Ketua Umum Apindo, Shinta Kamdani, menyatakan permasalahan utama dalam daya saing investasi Indonesia tidak semata-mata terletak pada TKDN, melainkan lebih pada kompleksitas regulasi dan iklim berusaha secara umum. Ia menekankan pelonggaran TKDN bukanlah faktor tunggal yang menentukan permasalahan industri dalam negeri.
“Jadi bukan berarti kalau kemudian kita mengurangi TKDN, (impor) menjadi dipermudah dan lain-lain, itu kemudian tidak bisa mendorong lebih banyak investasi yang masuk. Karena elemen daripada attractiveness atau daya saing dari Indonesia itu jauh melebihi daripada hanya urusan TKDN,” kata Shinta dalam konferensi pers Rakerkornas Apindo 2025 di Jakarta Selatan, Selasa (29/7).
Shinta juga memastikan kekhawatiran pelonggaran TKDN akan menimbulkan gelombang PHK tidak berdasar. Menurutnya, pelaku usaha justru akan terdorong untuk tetap menciptakan lapangan kerja melalui pengembangan industri dalam negeri, selama proses deregulasi dan perbaikan iklim usaha terus dijalankan.
“Saya rasa enggak ya (picu PHK), menurut saya itu tidak directly related antara TKDN dan PHK,” ujar Shinta.

Meskipun secara konsep pelonggaran TKDN dapat memicu peningkatan impor karena tidak lagi mewajibkan kandungan lokal dalam produksi, tetapi hal tersebut tidak serta-merta terjadi di lapangan. Ia menegaskan bahwa Indonesia tetap memiliki aturan-aturan main yang mengatur masuknya barang impor sehingga dampaknya tidak sesederhana yang dikhawatirkan.
Permudah Izin
Menurutnya, isu utama yang lebih mendesak adalah deregulasi. Ia menyebut Indonesia masih tertinggal dibanding negara tetangga dalam hal kemudahan berusaha. Masalah perizinan, regulasi yang tumpang tindih antara pusat dan daerah, serta prosedur administratif yang berbelit-belit, menjadi penghambat utama masuknya investasi baru.
“Malahan konsep deregulasi ini yang harus menjadi titik utamanya, bahwa saat ini kita masih dianggap doing business Indonesia masih sulit, kalau dibanding dengan negara tetangga perizinannya masih juga perlu diperbaiki gitu, hal-hal ini regulasi tumpang tindih, pusat dan daerah dan lain-lain ini juga masih menjadi fenomena klasik yang justru menghambat investasi yang ada,” jelas Shinta.

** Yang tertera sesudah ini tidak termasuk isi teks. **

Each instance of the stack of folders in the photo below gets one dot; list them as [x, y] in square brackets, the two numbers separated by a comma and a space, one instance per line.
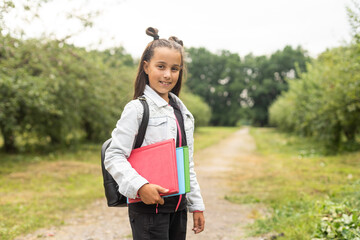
[163, 164]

Ia pun menambahkan bahwa program hilirisasi tetap krusial sebagai bagian dari strategi industrialisasi nasional. Menurutnya, hilirisasi tidak hanya penting untuk meningkatkan nilai tambah, tetapi juga harus dibarengi dengan penguatan industri hulu dan pengurangan ketergantungan terhadap impor melalui substitusi.
“Bagaimana caranya kita bisa mengembangkan lebih banyak industri kita, untuk juga tidak hanya hilirisasi tapi juga industri hulu kita gitu, karena kita mau mengurangi impor justru kan, jadi kita perlu ada substitusi impor,” ujarnya.

Sebelumnya, dalam dokumen Lembar Fakta: Amerika Serikat dan Indonesia Mencapai Kesepakatan Perdagangan Bersejarah yang dirilis pada Rabu (23/7), terdapat poin-poin kesepakatan non-tarif yang dicapai antara Indonesia dan AS, termasuk menghapus kewajiban Tingkat Komponen Dalam Negeri (TKDN) bagi semua produk AS yang masuk Indonesia.
“Indonesia akan menangani berbagai hambatan non-tarif, antara lain dengan cara mengecualikan perusahaan dan barang asal Amerika Serikat dari kewajiban Tingkat Komponen Dalam Negeri (TKDN) atau persyaratan kandungan lokal," tulis Gedung Putih dalam dokumen tersebut, dikutip Selasa (29/7).
Di sisi lain, Kementerian Perindustrian (Kemenperin) juga tengah menyiapkan reformasi aturan Tingkat Komponen Dalam Negeri (TKDN). Aturan ini bertujuan menjaga industri lokal dari serbuan barang impor yang kian masif.